Is it ideal? No. But I think that folding the ci/print-test-failures.sh
output into that step makes it much worse. Now I'll be sent to the very
bottom of ~16000 lines (yes, that's an extra zero at the end) of output,
ending in:

    [...]
    + test_cmp expect sparse-checkout-out
    + test 2 -ne 2
    + GIT_ALLOC_LIMIT=0 eval diff -u "$@"
    + diff -u expect sparse-checkout-out
    + test_cmp full-checkout-err sparse-checkout-err
    + test 2 -ne 2
    + GIT_ALLOC_LIMIT=0 eval diff -u "$@"
    + diff -u full-checkout-err sparse-checkout-err
    + test_cmp full-checkout-err sparse-index-err
    + test 2 -ne 2
    + GIT_ALLOC_LIMIT=0 eval diff -u "$@"
    + diff -u full-checkout-err sparse-index-err

    ok 53 - checkout behaves oddly with df-conflict-2
    # failed 1 among 53 test(s)
    1..53

Now you'll need to scroll up or search just to see what test failed.

Usually when these fail I might only look at the failing test name (at
that point already knowing why it failed). I think it's a feature that
we only expand the verbose output later.

I realize that:

1) This isn't the exact output you emit in the post-image here, since you're not
actually using ci/print-test-failures.sh, but from eyeballing the script
it seems to do basically the same thing, i.e. it'll emit the full *.out
file.

B.t.w. why isn't this using ci/print-test-failures.sh. Your "an
alternative way" paragraph doesn't really explain it. Sure, it'll be
further tweaked later, but in the meantime do we have to re-invent
ci/print-test-failures.sh?
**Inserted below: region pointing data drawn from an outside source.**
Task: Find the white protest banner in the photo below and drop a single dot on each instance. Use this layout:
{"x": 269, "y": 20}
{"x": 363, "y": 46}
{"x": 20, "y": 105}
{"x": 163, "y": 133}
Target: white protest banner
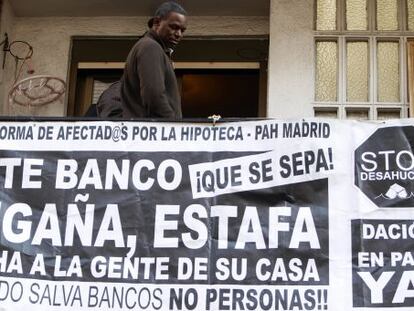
{"x": 252, "y": 215}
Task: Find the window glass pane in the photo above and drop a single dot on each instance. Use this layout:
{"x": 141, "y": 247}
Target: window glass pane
{"x": 331, "y": 113}
{"x": 388, "y": 113}
{"x": 326, "y": 15}
{"x": 357, "y": 71}
{"x": 357, "y": 113}
{"x": 387, "y": 15}
{"x": 410, "y": 13}
{"x": 356, "y": 14}
{"x": 326, "y": 71}
{"x": 388, "y": 72}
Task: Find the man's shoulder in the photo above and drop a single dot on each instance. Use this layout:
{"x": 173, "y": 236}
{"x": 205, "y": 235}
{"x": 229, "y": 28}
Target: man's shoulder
{"x": 147, "y": 42}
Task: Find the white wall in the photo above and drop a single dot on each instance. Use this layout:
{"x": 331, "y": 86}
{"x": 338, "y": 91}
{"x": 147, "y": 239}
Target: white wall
{"x": 291, "y": 57}
{"x": 6, "y": 26}
{"x": 50, "y": 38}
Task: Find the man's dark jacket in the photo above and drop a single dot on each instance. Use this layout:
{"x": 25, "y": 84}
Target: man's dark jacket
{"x": 149, "y": 86}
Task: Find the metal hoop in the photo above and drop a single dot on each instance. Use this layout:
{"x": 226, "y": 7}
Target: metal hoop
{"x": 37, "y": 91}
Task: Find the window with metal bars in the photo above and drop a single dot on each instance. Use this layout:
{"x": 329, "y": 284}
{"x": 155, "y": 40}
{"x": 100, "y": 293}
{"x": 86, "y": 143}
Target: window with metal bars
{"x": 361, "y": 58}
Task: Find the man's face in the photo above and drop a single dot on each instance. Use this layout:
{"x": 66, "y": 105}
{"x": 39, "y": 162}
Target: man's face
{"x": 171, "y": 28}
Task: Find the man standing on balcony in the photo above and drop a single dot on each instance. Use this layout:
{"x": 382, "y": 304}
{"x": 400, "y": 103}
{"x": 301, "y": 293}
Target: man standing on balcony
{"x": 149, "y": 87}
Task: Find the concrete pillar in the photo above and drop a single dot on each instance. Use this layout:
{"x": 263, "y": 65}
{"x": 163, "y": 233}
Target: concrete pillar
{"x": 291, "y": 59}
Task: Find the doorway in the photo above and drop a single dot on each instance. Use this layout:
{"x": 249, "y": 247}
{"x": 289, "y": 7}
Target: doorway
{"x": 225, "y": 76}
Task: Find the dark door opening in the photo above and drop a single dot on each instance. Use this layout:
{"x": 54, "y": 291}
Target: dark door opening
{"x": 224, "y": 92}
{"x": 225, "y": 76}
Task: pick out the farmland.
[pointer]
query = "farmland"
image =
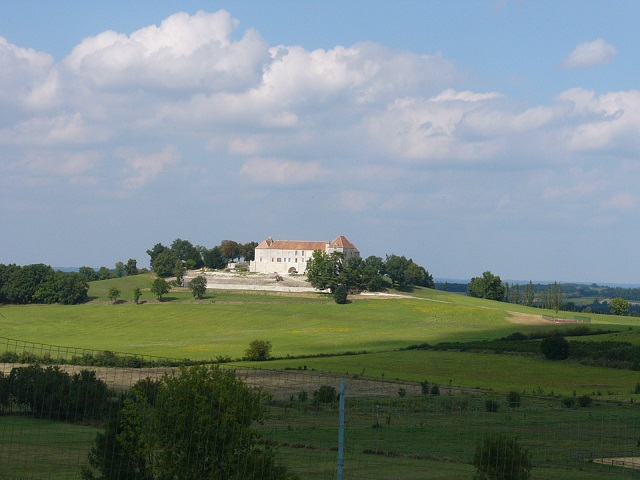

Anyway...

2) The end-state at the end of this series looks somewhat different, but I think
that end-state shares the UX problem noted above, and to some extent
makes it worse.

That one has 28 thousand lines of output!

Now I know it's elided so you're only supposed to see a few screenfulls
of it, but at least in my browser that end-state is *very slow*, much
slower than the version that shows me the full ~16 thousand lines at
once.

Presumably it's doing some very expensive JavaScript/CSS behind the
scenes.

I mean so slow that when I press page up and down I can see 3-8 lines of
that folded output appear at once, then the next 3-8 lines etc. The
current output meanwhile (and this more verbose one) is
near-instant. This is in Firefox 91.4, if it matters.